In Technology companies that are innovating fast and releasing new products into the market, it becomes critical to sell the product/service by explaining what it can do/do better for the end user. And technical sales is an important aspect of making or breaking the product. Some characteristics:

  • They way I look at it, the sales process here is quite complex and competitive. Because technology is integrated well into the business, the decisions are made by senior management that is struggling with information overload.
  • While the sales staff needs to be aware of the strengths and limitations of their own product/service; they may also be trying to sell against an established competitor and therefore need to understand the technical aspects of competing products. They are expected to respond to technical queries around product/service benefits.
  • There may also be situations where there are no direct competitors and the sales staff needs to create the 'need' for the product/service in the customer's current business.
  • Unlike the typical feature/benefit focus of sales, these folks typically maintain a 'consulting' focus - trying to understand the customer's problem.
  • Besides, technical sales team members are required to liaison across the customer organization with members of various departments. This requires an ability to understand the need for the product/service from various perspectives and a combination of many other skills.
  • The job is to solve the customer's problem and that may not be possible by plug-and-play. At times, there may be complex tweaking required in the product/service before it is accepted and effective. All these tasks are led and supported by technical sales team.
  • Finally, the sales process is not closed after selling the product. Infact, continuous education and support are important aspects of the post sales service expected by technology customers. Customer loyalty towards a technology is critical to build long-term relationships.
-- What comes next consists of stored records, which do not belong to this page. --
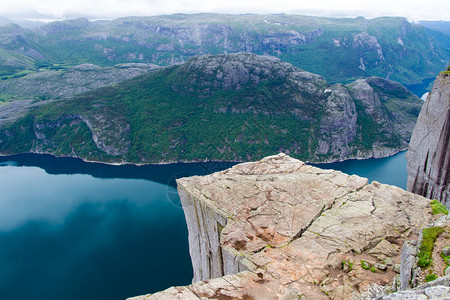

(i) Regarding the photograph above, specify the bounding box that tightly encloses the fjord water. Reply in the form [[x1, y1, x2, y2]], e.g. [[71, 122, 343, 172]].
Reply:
[[0, 152, 406, 299]]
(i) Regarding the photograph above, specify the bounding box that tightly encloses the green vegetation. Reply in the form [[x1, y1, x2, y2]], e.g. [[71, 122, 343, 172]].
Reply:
[[430, 200, 448, 215], [342, 259, 355, 272], [360, 260, 371, 270], [417, 227, 444, 268], [425, 273, 437, 282], [0, 54, 421, 163]]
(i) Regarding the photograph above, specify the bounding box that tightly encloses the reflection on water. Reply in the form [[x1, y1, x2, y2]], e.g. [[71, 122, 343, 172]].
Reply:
[[317, 151, 408, 189], [0, 164, 192, 299], [0, 153, 406, 300]]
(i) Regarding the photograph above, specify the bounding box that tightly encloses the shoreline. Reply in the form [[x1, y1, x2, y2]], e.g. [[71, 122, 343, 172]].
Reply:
[[0, 147, 408, 167]]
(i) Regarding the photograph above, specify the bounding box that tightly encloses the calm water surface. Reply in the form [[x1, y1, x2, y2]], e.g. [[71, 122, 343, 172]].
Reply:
[[0, 153, 406, 299]]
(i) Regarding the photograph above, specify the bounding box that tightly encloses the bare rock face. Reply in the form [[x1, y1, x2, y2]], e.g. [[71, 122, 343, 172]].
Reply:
[[137, 154, 440, 300], [406, 73, 450, 208]]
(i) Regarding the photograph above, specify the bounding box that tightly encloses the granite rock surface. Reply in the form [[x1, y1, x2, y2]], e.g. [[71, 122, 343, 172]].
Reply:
[[129, 154, 435, 299]]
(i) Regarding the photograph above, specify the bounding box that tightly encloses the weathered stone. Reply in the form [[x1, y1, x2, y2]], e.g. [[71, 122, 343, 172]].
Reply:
[[400, 242, 417, 290], [384, 257, 394, 266], [384, 276, 450, 300], [368, 240, 400, 260], [142, 154, 433, 299], [406, 73, 450, 208]]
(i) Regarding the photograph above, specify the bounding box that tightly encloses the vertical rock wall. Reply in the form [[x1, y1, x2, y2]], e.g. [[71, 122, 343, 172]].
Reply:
[[178, 182, 245, 282], [406, 73, 450, 208]]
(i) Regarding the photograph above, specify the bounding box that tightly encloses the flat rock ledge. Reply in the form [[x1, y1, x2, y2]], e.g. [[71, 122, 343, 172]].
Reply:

Therefore, to train a team to sell, engage with, and be responsive to customer needs becomes a critical aspect of sales training in technology companies. Any dollar spent here is dollar earned in the long-term!

-Taruna Goel

3 comments:

Sandipan on February 18, 2008 at 12:58 PM said...

Thanks for the timely and informative article, TG! However, this brings another question to my mind. Typically, while creating courses, we start thinking as the conventional instructor, and try to create a full-fledged training module, that would educate the learner fully about the specific product or service. But, in the process, the training piece becomes volunnous.

However, the "sales team" is seldom time-starved, and many a times, may want just-in-time information, rather than a full-fledged course. They are most likely to be interested in learning ONLY about information that would help them sell their products/services better than their competitors.
Does this call for a little redefining of our conventional ID strategies and standards?

Taruna Goel on February 19, 2008 at 8:59 PM said...

Thanks for your comment Sandipan. Yes, we need to design our training to address the learning needs of our audience – that is the critical success factor. I am not sure of what you mean by "conventional ID strategies and standards" in this particular context; however, in general, I target my content only around the training/learning objectives and layer information appropriately so that the most critical content is available to the learners as and when required. I think that's where the Critical Mistakes Methodology also comes into play. This methodology allows us to focus on what's important for the learner and not what is 'comfortable' for the instructor.

Suresh Rajan on February 26, 2008 at 10:59 PM said...

Hey TG, thanks for so lucidly articulating the design walkthrough process. This perhaps can go as a worthy coda to the BMS dlc definition:-)
There are some interesting points raised in Patrick Dunn's re-learning learning design (the preceding post) that should impel us to consider this process in the light of bringing "design value" to the table, though. The dlc, its very linearity now looks challenged, and rightly so. The design walkthrough is a fit platform to break this monotonous "drone" as Cathy Moore calls it. the participants can bring great value by brainstorming a design rather than simply "finding defects" in the design in question. As Patrick Dunn says, I think we rarely can be overly sure about the solutiont at such early a stage. The objectives, we can vouch for it, evolve, crystallize over the dlc; the storyboarding stage is indeed when many an epiphanies strike me unawares, and I joyfully go about undoing and redoing to finally arrive within striking distance of, to put it a little dramatically, the "truth". Of course, we cannot have this level of "openendedness" but should consider design/prototype as a collaborative (internally as well as with the customer) and iterative process and give up the pretense of knowing the solution before we actually know it.